Introduce distributed computations.
What feature would you like to see added? We have great single-node parallelization for our computations, the next logical step is then to have great multi-node computations so that we can really make the most out of computing clusters.
We have to distinguish at this stage between on node parallelism and mutli-node. My suggestion would be to use a framework such as Dask to distribute tasks across nodes while keeping TensorFlow for the on-node parallelism. This is already quite simple to implement as things are as we just need to add Dask arrays to the generators and demand that it cross nodes if possible over batches. The difficulty will come in multi-GPU use on single nodes as we will require the in-built TensorFlow operations.
One though would be to use the already built in batch/ensemble structure to handle this by considering the following philosophy:
- Batches can be split over nodes
- Ensembles are split within a node over cores and/or GPUs
Currently we have:
- Loop over batch
- Parallelism within a node but only on a single GPU
With this philosophy we simply where we need to consider distribution.
Update It is also possible to distribute over GPUs on a single machine using dask: https://developer.nvidia.com/blog/dask-tutorial-beginners-guide-to-distributed-computing-with-gpus-in-python/
I just would like to avoid dask trying to do the CPU distribution as TF already does that very well.
I also think dask might be a good way to go - I'm just leaving https://www.tensorflow.org/guide/distributed_training here because in theory that would also be an option. I think we should try different strategies and benchmark them outside of MDSuite and then make an educated choice on what works best. Might also be slightly related to #458 if the batching is modified.

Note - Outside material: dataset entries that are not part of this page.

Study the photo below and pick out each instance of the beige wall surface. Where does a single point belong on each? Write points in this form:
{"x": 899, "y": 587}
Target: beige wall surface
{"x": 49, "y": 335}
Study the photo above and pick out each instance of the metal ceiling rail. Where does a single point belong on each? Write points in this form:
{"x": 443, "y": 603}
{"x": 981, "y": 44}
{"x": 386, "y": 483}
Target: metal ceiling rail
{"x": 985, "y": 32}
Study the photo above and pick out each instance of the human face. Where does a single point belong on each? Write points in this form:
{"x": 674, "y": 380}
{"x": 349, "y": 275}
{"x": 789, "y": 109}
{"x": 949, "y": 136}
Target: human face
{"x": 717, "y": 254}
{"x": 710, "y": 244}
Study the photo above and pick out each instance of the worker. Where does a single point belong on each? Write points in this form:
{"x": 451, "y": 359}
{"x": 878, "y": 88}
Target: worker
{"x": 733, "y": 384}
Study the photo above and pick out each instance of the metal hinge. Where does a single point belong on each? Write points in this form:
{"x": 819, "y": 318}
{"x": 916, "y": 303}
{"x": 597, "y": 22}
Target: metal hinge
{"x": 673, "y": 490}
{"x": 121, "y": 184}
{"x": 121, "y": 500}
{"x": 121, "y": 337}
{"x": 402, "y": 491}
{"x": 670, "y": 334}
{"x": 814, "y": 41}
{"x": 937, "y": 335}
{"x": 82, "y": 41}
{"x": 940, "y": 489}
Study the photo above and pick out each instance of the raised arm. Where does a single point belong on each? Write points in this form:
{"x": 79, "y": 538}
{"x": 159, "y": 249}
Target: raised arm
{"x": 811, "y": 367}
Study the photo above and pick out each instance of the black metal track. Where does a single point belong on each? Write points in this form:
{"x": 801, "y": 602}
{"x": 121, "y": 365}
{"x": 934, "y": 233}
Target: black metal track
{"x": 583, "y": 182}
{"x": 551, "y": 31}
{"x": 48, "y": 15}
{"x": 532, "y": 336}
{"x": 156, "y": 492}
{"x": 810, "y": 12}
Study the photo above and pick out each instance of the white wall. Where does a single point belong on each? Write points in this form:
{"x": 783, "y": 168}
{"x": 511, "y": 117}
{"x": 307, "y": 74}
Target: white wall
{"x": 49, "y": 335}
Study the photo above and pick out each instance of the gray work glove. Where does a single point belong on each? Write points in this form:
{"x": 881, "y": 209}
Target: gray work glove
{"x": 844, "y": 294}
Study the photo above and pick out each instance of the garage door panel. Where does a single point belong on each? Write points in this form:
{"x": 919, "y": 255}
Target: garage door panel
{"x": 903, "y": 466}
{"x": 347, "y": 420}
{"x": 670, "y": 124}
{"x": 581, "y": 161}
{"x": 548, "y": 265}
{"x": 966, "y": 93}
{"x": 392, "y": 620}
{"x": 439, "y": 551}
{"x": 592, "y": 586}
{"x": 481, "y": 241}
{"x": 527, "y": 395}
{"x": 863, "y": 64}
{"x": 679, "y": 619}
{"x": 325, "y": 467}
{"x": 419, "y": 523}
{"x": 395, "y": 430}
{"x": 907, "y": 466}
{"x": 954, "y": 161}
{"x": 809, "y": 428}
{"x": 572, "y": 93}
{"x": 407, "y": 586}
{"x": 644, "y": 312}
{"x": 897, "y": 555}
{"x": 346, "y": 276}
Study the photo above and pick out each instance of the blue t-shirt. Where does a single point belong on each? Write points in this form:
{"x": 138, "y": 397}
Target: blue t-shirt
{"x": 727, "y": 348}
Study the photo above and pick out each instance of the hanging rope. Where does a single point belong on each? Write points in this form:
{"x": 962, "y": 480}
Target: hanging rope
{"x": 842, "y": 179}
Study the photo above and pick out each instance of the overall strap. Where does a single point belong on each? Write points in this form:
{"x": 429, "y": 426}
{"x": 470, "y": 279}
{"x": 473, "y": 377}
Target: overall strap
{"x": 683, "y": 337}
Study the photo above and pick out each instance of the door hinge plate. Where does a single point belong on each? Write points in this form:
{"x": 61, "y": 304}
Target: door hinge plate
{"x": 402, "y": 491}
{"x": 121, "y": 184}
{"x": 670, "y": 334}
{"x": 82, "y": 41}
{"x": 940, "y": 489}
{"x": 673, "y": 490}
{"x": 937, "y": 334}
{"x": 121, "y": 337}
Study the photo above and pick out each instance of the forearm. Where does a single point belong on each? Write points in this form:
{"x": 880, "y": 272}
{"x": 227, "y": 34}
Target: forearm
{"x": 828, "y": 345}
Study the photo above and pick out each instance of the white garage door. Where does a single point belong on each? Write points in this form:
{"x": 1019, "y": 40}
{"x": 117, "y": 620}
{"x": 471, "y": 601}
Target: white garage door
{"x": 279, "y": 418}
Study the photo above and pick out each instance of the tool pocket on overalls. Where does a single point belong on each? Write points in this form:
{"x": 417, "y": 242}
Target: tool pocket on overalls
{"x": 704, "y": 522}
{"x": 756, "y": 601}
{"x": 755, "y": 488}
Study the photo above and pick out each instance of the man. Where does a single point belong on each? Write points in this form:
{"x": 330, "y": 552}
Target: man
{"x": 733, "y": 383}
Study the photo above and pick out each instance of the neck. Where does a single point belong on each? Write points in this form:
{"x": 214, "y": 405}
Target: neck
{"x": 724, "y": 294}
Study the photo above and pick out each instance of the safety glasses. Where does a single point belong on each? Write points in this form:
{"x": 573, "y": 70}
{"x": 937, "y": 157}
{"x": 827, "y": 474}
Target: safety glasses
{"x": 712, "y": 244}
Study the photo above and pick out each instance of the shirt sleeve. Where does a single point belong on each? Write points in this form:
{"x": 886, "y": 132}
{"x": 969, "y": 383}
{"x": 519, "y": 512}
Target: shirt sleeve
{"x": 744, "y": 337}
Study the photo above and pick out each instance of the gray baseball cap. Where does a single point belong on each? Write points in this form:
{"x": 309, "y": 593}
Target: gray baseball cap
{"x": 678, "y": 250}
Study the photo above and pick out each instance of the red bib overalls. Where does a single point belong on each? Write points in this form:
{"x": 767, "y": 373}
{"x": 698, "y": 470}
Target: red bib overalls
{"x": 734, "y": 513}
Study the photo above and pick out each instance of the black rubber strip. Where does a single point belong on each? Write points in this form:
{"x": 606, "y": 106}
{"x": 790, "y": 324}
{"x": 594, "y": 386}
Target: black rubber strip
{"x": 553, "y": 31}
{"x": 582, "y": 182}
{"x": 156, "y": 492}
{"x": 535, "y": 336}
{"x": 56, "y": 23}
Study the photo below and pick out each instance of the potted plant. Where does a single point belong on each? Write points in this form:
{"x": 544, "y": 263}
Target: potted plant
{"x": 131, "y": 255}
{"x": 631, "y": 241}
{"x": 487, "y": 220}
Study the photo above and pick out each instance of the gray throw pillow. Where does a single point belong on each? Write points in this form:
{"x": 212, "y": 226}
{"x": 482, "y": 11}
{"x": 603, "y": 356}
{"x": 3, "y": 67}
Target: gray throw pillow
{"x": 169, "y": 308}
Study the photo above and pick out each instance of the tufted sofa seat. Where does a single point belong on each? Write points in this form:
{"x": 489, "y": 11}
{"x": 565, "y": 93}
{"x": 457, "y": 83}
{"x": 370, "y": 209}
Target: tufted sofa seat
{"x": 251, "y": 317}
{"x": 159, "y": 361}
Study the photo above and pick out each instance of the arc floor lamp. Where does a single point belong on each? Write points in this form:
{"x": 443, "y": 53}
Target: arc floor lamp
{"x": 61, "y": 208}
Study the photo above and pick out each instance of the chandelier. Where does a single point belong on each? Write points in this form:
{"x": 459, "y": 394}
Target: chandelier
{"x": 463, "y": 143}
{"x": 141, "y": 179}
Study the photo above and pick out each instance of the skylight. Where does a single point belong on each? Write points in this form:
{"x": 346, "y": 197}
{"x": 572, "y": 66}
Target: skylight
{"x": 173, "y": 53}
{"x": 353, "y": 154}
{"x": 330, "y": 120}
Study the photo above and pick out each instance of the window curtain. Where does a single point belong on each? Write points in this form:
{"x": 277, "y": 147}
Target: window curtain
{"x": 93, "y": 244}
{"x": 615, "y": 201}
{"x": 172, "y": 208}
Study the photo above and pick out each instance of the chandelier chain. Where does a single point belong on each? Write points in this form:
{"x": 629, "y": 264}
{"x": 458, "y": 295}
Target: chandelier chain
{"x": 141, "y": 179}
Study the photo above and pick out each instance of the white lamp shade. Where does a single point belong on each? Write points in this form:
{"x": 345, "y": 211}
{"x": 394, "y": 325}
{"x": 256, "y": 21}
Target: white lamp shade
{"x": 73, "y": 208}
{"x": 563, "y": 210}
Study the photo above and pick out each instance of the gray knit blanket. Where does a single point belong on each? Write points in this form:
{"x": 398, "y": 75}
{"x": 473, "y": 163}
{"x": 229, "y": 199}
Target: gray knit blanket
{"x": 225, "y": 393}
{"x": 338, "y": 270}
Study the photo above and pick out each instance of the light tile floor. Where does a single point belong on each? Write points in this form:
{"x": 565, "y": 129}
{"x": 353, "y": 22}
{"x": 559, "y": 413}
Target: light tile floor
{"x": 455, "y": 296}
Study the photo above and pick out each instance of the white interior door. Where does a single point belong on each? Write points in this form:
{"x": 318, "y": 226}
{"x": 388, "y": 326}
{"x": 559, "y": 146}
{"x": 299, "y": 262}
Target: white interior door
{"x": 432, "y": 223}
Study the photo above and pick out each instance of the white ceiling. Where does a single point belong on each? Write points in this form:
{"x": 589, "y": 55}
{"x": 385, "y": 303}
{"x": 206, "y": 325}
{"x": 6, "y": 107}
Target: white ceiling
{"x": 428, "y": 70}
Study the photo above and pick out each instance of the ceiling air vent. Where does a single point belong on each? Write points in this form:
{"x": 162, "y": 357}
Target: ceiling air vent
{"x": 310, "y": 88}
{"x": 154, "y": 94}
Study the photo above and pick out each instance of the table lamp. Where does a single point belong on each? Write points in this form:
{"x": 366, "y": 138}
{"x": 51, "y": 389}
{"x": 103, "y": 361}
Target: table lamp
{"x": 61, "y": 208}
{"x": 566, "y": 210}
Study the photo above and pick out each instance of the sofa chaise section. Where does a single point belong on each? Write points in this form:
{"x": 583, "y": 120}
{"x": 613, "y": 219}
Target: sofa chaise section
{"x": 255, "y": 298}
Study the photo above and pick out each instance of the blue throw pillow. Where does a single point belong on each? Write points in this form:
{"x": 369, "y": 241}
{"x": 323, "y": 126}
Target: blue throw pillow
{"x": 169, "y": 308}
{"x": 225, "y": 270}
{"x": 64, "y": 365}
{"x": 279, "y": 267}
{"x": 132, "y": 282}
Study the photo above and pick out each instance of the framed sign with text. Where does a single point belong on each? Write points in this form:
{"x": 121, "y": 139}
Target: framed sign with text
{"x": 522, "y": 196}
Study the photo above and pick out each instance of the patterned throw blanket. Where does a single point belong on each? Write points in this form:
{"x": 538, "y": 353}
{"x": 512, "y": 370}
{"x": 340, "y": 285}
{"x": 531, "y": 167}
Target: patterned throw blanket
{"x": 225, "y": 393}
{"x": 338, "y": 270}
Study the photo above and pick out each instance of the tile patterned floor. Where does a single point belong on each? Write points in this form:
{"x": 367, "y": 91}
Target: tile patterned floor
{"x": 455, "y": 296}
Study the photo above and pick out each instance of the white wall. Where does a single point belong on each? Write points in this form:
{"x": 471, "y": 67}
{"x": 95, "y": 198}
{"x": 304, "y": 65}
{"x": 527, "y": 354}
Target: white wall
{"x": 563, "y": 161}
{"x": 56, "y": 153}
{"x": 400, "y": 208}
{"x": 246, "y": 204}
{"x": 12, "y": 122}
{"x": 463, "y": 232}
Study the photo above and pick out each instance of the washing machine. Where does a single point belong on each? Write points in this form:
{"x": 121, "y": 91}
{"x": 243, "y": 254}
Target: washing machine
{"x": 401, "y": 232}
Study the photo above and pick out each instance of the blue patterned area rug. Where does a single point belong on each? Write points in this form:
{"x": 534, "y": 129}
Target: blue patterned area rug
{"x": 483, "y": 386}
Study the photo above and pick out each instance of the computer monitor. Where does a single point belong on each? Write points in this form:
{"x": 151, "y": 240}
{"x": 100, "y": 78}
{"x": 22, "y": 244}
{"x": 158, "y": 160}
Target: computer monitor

Yes I think that when we look at #458 we should do this at the same time. I didn't think that of course the distribution methods can also be used to split over nodes... in that case I would ideally like to work with TF if possible but we would need a benchmark.
One issue with the tf distribution is, that it is aimed at ML training based on keras. I don't know how flexible it is for our code.
Reading through their blogs and docs on it it seems you can call a distributed strategy over a function. They have a section in the docs about a custom training loop with a distributed strategy which looks like it could align well.